Under emergency liquidity measures, known as long-term refinancing operations or LTROs, made available to banks in December 2011, the ECB gave banks the option of repaying any part of the money after just one year.

Already this week 278 banks repaid 137.16 billion euros of the LTROs.

However, the latest EU data still showed almost 19 million people without work in what analysts warned remains a major challenge to political leaders struggling to generate meaningful growth.

The ECB has established a medium-term inflation target of below, but close to, 2.0 per cent.

The Eurostat data agency's flash estimate approached that threshold owing to easing pressure on energy prices, which rose by 3.9 per cent in January, down from 5.2 per cent in December.

Food, alcohol and tobacco inflation was also stable, at 3.2 per cent, with slight drops in price rises for services (1.7 per cent compared with 1.8 per cent in December) and non-energy industrial goods (0.8 per cent compared with 1.0 per cent in December).

Eurozone inflation has been falling since August and benchmark Germany posted a rate of 2.0 per cent in December,although major markets in Italy and Spain each still posted rates well above the eurozone average.

Analyst Martin van Vliet of ING Bank said the data suggests that inflation "is not a threat in the foreseeable future" with the eurozone rate "set to continue its gradual descent, with slower energy price inflation expected to push the headline rate well below two per cent around the middle of this year".

The unemployment drag on the economy is a contributor, Eurostat putting the unemployment rate at 11.7 per cent, the same level as in November, after revising that month's figure down from 11.8 per cent.

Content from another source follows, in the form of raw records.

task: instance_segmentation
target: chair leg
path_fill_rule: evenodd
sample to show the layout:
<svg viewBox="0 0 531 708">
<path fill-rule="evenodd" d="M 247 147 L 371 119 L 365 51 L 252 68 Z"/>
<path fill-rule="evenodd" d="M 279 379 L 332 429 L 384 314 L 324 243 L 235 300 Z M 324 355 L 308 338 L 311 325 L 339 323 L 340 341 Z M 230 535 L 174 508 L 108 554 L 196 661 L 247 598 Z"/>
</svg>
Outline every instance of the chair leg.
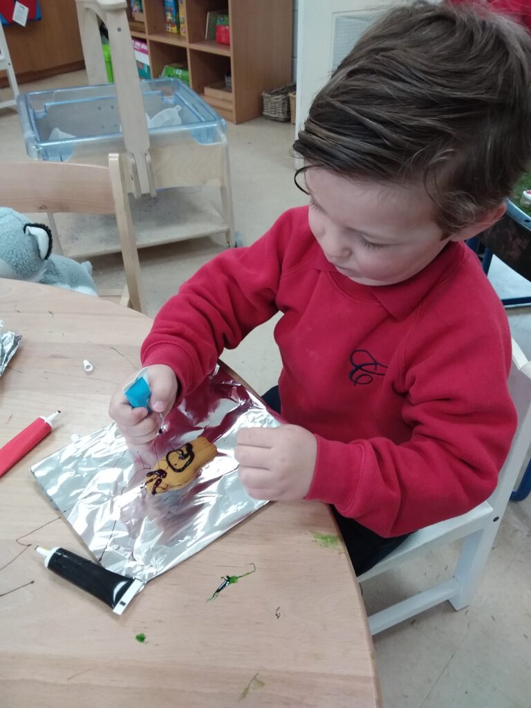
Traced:
<svg viewBox="0 0 531 708">
<path fill-rule="evenodd" d="M 129 196 L 124 187 L 123 161 L 119 155 L 115 154 L 109 155 L 109 169 L 129 301 L 133 309 L 143 312 L 145 308 L 140 277 L 140 263 L 132 230 Z"/>
<path fill-rule="evenodd" d="M 232 186 L 231 185 L 230 168 L 229 166 L 229 143 L 226 136 L 223 136 L 223 183 L 221 187 L 222 211 L 223 220 L 229 227 L 227 229 L 227 245 L 231 248 L 236 246 L 234 232 L 234 213 L 232 208 Z"/>
<path fill-rule="evenodd" d="M 490 526 L 479 529 L 463 541 L 454 571 L 454 578 L 459 581 L 460 590 L 450 598 L 454 610 L 462 610 L 470 604 L 494 542 L 501 518 L 495 517 L 496 520 L 493 520 Z"/>
</svg>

It still amounted to a 20th rise in a row, with the out-of-work numbers for the full 27-member EU, which includes countries such as Britain and Poland, just a little less than 26 million.

Compared with figures a year earlier, the eurozone has shed 1.796 million jobs.

Divergences in terms of economic performance within the bloc also remain pronounced, the lowest unemployment rates again recorded in the the wealthier north, with Austria on 4.3 per cent, Germany and Luxembourg each on 5.3 per cent and the Netherlands on 5.8 per cent.

Greece and Spain continue to log by far the highest rates, at 26.8 per cent in October and 26.1 per cent in December, respectively.

Using seasonally-adjusted Eurostat calculations for comparative purposes with major international rivals, in December 2012, the unemployment rate in the United States was 7.8 per cent. In Japan it was 4.1 per cent in November 2012.